|Date Published||28 August 2015|
The First Horseman
House of Commons member Robert Packington became the first man in London to be murdered with a pistol when he was shot dead while walking to Mass.Thomas Treviot, a close family friend, sets out to investigate his killing amid the corruption and conspiracies of Henry VIII’s court.
He has it all to hand. An expert in his own sphere, the first-class storyteller of a string of TV shows, a fine writer of non-fiction works – and an almost endless supply of plots, conspirators, low-lifes, religious bigots and ambitious upstarts from the febrile court of Henry VIII after the execution of Anne Boleyn and the start of Thomas Cromwell’s destruction of the monasteries.

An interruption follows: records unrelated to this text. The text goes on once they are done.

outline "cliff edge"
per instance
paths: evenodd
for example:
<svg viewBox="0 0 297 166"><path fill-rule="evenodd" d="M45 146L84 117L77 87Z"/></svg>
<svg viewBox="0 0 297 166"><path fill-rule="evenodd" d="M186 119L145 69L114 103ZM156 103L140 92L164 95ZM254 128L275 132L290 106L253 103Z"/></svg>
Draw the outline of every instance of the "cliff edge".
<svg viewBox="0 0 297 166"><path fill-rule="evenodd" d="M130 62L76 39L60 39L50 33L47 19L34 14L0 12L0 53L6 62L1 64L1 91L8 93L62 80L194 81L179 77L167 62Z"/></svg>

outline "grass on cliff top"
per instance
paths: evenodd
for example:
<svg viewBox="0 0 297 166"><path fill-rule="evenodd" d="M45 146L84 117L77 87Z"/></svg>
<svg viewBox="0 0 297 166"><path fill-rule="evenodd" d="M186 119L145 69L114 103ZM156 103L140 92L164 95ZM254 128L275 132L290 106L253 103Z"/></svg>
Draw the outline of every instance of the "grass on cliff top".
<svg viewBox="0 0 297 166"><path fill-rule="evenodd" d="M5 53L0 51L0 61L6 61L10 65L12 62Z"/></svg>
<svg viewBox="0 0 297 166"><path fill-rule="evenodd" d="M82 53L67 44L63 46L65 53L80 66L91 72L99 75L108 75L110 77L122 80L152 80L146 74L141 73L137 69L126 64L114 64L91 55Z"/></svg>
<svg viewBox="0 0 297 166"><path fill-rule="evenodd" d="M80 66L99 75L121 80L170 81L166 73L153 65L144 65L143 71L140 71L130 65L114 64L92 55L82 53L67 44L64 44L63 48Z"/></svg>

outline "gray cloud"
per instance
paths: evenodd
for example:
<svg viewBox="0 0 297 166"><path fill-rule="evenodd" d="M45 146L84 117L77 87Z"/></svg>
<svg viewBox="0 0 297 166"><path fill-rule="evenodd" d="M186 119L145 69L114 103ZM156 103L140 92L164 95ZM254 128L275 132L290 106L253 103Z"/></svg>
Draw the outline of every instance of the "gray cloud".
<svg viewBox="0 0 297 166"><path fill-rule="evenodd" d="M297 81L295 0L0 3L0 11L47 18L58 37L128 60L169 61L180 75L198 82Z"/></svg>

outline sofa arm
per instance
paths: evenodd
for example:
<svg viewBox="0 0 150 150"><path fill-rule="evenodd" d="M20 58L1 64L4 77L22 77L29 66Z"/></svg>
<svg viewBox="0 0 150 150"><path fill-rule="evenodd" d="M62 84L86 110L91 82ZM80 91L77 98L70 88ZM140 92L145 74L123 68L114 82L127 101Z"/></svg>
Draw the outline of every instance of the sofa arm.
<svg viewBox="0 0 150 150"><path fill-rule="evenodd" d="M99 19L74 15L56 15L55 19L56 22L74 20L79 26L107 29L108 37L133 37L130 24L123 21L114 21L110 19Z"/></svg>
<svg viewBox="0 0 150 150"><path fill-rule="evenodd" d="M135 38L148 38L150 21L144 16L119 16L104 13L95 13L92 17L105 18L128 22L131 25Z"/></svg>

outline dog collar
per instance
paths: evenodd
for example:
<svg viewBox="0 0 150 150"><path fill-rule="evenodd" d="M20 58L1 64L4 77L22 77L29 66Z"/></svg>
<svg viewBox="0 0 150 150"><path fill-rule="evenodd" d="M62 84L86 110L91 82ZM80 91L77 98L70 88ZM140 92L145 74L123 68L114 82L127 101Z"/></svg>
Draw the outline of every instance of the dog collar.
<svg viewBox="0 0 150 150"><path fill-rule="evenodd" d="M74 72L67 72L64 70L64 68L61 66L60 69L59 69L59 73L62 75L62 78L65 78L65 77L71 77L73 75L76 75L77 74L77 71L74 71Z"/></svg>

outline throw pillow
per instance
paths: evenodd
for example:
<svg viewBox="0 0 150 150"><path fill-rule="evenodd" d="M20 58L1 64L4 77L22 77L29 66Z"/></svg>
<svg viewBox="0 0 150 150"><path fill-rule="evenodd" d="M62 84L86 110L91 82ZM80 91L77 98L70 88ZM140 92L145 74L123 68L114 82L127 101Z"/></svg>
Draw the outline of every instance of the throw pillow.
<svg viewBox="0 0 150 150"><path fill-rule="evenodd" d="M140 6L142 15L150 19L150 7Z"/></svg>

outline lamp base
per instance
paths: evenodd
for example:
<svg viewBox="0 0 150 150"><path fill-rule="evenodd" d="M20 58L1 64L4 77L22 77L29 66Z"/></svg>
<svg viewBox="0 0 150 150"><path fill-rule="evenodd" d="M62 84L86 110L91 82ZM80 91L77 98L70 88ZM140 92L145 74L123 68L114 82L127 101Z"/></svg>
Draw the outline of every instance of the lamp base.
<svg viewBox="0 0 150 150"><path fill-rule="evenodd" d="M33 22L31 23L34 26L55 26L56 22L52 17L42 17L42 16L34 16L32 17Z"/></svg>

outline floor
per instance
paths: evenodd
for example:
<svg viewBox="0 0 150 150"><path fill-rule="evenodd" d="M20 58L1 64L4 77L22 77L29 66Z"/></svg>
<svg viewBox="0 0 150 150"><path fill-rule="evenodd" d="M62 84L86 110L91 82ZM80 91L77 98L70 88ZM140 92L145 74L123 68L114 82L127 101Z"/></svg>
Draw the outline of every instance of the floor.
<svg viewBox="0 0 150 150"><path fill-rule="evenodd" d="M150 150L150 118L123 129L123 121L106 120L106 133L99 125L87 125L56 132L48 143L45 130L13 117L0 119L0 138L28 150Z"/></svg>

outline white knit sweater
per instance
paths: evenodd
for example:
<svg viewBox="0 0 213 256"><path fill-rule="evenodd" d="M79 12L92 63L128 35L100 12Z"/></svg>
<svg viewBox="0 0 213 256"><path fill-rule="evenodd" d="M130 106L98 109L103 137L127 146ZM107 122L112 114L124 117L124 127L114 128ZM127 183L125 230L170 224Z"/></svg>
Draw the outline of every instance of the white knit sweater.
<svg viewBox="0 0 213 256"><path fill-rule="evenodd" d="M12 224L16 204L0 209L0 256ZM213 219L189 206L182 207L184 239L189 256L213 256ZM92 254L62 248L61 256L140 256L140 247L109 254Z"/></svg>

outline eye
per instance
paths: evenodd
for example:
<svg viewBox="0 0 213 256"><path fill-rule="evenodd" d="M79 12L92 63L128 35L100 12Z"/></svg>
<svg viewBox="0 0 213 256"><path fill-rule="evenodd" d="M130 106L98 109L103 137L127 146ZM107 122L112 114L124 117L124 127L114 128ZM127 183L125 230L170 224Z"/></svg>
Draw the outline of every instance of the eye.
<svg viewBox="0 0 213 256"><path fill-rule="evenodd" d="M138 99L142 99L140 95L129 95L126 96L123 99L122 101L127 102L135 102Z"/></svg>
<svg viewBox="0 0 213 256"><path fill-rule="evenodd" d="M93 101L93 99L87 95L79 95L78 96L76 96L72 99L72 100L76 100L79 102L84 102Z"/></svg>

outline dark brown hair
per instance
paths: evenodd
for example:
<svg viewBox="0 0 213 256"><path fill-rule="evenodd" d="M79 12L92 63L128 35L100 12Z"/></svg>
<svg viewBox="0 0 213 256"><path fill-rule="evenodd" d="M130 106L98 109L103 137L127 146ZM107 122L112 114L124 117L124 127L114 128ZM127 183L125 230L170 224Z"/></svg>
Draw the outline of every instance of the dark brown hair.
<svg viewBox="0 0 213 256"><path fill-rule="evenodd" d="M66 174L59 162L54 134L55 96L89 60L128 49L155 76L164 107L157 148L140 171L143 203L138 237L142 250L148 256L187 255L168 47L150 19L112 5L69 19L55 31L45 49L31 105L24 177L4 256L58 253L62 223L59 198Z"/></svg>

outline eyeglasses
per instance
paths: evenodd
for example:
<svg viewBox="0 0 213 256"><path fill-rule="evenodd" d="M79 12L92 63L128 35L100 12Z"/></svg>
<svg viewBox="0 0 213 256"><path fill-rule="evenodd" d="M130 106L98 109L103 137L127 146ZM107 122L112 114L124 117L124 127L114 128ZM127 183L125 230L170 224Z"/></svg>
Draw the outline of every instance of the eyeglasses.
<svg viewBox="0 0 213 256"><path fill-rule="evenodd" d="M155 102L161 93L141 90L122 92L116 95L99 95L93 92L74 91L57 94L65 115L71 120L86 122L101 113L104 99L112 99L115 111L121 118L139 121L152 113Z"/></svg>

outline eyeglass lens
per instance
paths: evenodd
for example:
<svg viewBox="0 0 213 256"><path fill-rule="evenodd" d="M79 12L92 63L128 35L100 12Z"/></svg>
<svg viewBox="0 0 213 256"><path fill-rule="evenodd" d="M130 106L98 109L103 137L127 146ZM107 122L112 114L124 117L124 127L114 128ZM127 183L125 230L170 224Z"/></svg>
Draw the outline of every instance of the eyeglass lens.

Following CJ Sansom’s successful format, Wilson transfers techniques applied in a modern murder mystery to a historical setting – with one major difference. Wilson’s murders actually took place!
At the start of what promises to be a long series – there were enough unexplained deaths and disappearances in the period to make War and Peace look like a couple of short paragraphs – leading mercer and Member of the House of Commons Robert Packington is shot dead on his way to early Mass on a foggy November morning in 1536. The killing, the first in London using a handgun, shocked the city – and in reality was never solved.
Wilson has hot-headed young goldsmith Thomas Teviot befriended by the dead man, who he regards as an uncle. Putting aside his crushing grief over the deaths of his father and his own young wife, he sets out to track Packington’s killer.
That quest leads him from the brothels of Southwark to the Tudor court, from violent men who will contract a killing for a few pounds to devious, ambitious and greedy men who will happily pay that price either in the name of personal gain or religion. It also takes him deep into a conspiracy that threatens his own life – and that of his friends.
This book is far above the ordinary Reformation romp. So many of the characters are real people, all of whom played a part in shaping and re-shaping the history of England, that it is hard to tell where fact leaves off and fiction begins as they are blended so seamlessly.
Wilson’s characters, from palace to gutter, are wonderfully well-rounded – a mix of moral aspiration and low ambition, faith and commerce, personal choice and political manoeuvre. The plot is devilishly ingenious with some unexpected twists matched by authentic dialogue.
The result is a portrait of Tudor England that rings horribly true, which not only offers a believable explanation for major historical events, but is also a cracking good read. This brilliant interpretation could well be closer to the truth than accepted versions of a volatile and sketchily documented age.